Mauro Iasi (2002, p. 13), estudioso do processo de formação da consciência, parte da seguinte inquietação investigativa: “Como os indivíduos moldados para a conformidade e o consentimento podem se rebelar contra a ordem que os moldou?”. Passemos a refletir essa inquietação na particularidade da vida das mulheres. Além de todas as relações de alienação e de dominação ideológica vivenciadas pelos homens, as mulheres também são marcadas pela força da ideologia de uma suposta natureza feminina, que as institui como apolíticas, passivas e submissas.

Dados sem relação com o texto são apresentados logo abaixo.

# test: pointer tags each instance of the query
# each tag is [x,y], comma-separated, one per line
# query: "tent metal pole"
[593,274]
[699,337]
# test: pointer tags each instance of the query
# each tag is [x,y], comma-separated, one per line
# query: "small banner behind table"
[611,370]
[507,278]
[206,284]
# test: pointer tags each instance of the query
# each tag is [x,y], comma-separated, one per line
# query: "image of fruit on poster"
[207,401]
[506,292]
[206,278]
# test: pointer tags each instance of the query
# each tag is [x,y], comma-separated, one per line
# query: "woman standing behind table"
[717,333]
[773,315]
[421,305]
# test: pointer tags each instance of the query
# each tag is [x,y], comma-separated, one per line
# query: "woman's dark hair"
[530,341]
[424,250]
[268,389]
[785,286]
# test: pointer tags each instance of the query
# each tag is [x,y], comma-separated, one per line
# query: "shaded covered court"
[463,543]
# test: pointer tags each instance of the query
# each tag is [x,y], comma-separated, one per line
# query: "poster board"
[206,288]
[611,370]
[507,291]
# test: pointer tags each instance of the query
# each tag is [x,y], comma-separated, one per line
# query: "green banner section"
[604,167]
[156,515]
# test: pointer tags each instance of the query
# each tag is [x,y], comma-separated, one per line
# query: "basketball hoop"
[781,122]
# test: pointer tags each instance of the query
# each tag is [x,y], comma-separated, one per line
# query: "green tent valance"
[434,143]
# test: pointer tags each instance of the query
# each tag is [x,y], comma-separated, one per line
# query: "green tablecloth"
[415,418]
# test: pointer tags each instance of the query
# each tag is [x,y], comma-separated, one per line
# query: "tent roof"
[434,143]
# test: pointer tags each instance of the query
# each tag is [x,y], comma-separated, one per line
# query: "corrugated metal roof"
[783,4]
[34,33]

Nesse contexto, partimos da seguinte questão para a elaboração da nossa tese de doutorado1 que deu origem a este livro: Como as mulheres desenvolvem a formação da consciência de classe?
Considerando que essa consciência é mediada pelos movimentos feministas na dinâmica da luta de classes, o que envolve, portanto, processos coletivos de formação de uma consciência voltada para a transformação social, acrescentamos à pergunta anterior: Como ocorre o processo de formação da consciência militante2 feminista em uma sociedade patriarcal e capitalista?
Para adentrar na compreensão mais aprofundada sobre essa questão, consideramos importante compreender os diferentes projetos societários em disputa e seus fundamentos que consubstanciam as mais diferentes configurações da luta de classes. Delimitaremos, nesse cenário, a análise do movimento feminista. Mais particularmente, procuramos apresentar o projeto societário feminista-socialista em contraposição ao patriarcal-capitalista, incontestavelmente hegemônico na sociedade. Partimos do entendimento desses projetos societários só podem ser compreendidos no seio da dinâmica da luta de classes que, por sua vez, envolvem o processo de formação de consciência. Assim, trabalharemos classe, luta de classes e consciência de classe como categorias correlatas e indispensáveis para o entendimento dos projetos societários em disputa.